TVA et Instruments de Musique : Fonctionnement et Fiscalité en France
La taxe sur la valeur ajoutée (TVA) est un impôt indirect sur la consommation qui affecte divers secteurs, y compris celui des instruments de musique et des œuvres d'art. En France, les règles fiscales applicables à ces domaines sont spécifiques et méritent d'être examinées en détail. Cet article explore les différents aspects de la TVA concernant les instruments de musique et les œuvres d'art, en mettant en lumière les taux applicables, les exonérations et les conditions de déduction fiscale.
TVA sur les Instruments de Musique
D'une manière générale, les instruments de musique sont soumis au taux normal de la taxe sur la valeur ajoutée. Seuls les instruments composés totalement ou partiellement de métaux précieux sont soumis au taux majoré. Le taux normal de TVA s'applique aux opérations portant sur tous les supports du son préenregistrés, quel que soit le genre auquel appartient l'enregistrement (musique classique, variétés, informations, etc.), les procédés techniques d'enregistrement employés (analogique, numérique) ou encore le matériau utilisé (vinyle, matière plastique souple, métal, etc.).
Sont notamment concernés : les disques « noirs », les disques compacts, les bandes magnétiques préenregistrées en bobines ou cassettes et les autres objets ayant un usage similaire ne comportant que des enregistrements sonores.

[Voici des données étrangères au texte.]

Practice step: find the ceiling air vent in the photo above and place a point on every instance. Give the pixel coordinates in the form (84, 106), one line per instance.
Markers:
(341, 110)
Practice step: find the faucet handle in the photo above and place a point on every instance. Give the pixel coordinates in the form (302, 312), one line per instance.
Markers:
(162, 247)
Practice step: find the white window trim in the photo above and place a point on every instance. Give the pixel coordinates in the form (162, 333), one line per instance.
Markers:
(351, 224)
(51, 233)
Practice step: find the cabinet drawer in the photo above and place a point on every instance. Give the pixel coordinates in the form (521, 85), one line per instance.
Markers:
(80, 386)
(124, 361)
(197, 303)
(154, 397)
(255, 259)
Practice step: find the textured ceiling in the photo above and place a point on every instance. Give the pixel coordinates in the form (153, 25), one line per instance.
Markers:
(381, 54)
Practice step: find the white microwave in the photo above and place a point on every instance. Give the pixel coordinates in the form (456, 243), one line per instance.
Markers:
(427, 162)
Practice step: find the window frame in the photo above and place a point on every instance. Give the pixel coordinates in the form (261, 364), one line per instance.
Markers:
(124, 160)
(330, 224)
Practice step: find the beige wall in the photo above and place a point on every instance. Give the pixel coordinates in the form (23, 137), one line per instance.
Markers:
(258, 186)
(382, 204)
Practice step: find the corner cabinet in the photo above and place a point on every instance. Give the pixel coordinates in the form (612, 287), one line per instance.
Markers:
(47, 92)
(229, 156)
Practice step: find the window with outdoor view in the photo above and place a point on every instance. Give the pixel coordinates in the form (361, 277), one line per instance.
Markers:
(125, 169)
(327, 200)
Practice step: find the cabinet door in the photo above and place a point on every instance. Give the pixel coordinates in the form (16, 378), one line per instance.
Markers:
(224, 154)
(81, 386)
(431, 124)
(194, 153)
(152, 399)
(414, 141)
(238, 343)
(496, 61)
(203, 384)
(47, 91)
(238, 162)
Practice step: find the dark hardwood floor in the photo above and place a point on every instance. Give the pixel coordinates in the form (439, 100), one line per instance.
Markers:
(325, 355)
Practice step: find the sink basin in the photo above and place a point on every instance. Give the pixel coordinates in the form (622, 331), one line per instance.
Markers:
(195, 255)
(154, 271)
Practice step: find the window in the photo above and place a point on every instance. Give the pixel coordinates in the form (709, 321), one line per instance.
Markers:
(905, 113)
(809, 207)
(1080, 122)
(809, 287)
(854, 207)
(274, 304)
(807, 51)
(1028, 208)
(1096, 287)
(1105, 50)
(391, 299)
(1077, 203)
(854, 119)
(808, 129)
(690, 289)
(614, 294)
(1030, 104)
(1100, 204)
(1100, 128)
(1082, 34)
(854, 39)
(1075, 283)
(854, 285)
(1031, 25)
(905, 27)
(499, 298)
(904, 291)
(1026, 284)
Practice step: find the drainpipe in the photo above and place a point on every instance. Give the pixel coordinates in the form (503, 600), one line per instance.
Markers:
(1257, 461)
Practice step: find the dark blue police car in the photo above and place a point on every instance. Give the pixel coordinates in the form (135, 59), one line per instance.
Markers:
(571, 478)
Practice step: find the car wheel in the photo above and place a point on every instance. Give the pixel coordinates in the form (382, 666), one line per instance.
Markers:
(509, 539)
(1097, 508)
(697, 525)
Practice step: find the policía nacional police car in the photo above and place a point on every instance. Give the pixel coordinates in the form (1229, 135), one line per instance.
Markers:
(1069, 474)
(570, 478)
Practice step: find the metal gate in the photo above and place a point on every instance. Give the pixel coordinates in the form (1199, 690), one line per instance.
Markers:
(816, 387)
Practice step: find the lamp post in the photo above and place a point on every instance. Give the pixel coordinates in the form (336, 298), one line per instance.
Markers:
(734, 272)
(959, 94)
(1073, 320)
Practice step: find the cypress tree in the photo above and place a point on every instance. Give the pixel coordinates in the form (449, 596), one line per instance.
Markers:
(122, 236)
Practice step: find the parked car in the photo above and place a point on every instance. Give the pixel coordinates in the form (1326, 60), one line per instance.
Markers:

TVA sur les Spectacles et Événements Culturels
Sous réserve des dispositions de l'article 281 quater du CGI, le taux réduit de 5,5 % de la TVA s'applique aux spectacles énumérés par le F de l'article 278-0 bis du CGI : théâtres, théâtres de chansonniers, cirques, concerts, spectacles de variétés à l'exception de ceux qui sont donnés dans les établissements où il est d'usage de consommer pendant les séances autres que ceux affiliés au centre national de la chanson, des variétés et du jazz.
Par spectacles vivants, il faut entendre les spectacles produits ou diffusés par des personnes qui, en vue de la représentation en public d'une œuvre de l'esprit, s'assurent la présence physique d'au moins un artiste de spectacle percevant une rémunération (C. trav, art. L. 7122-1 et suivants). Les diffuseurs sont ceux qui assument notamment la responsabilité de la billetterie et en perçoivent les recettes au sens de l'article L. 7122-2 du C.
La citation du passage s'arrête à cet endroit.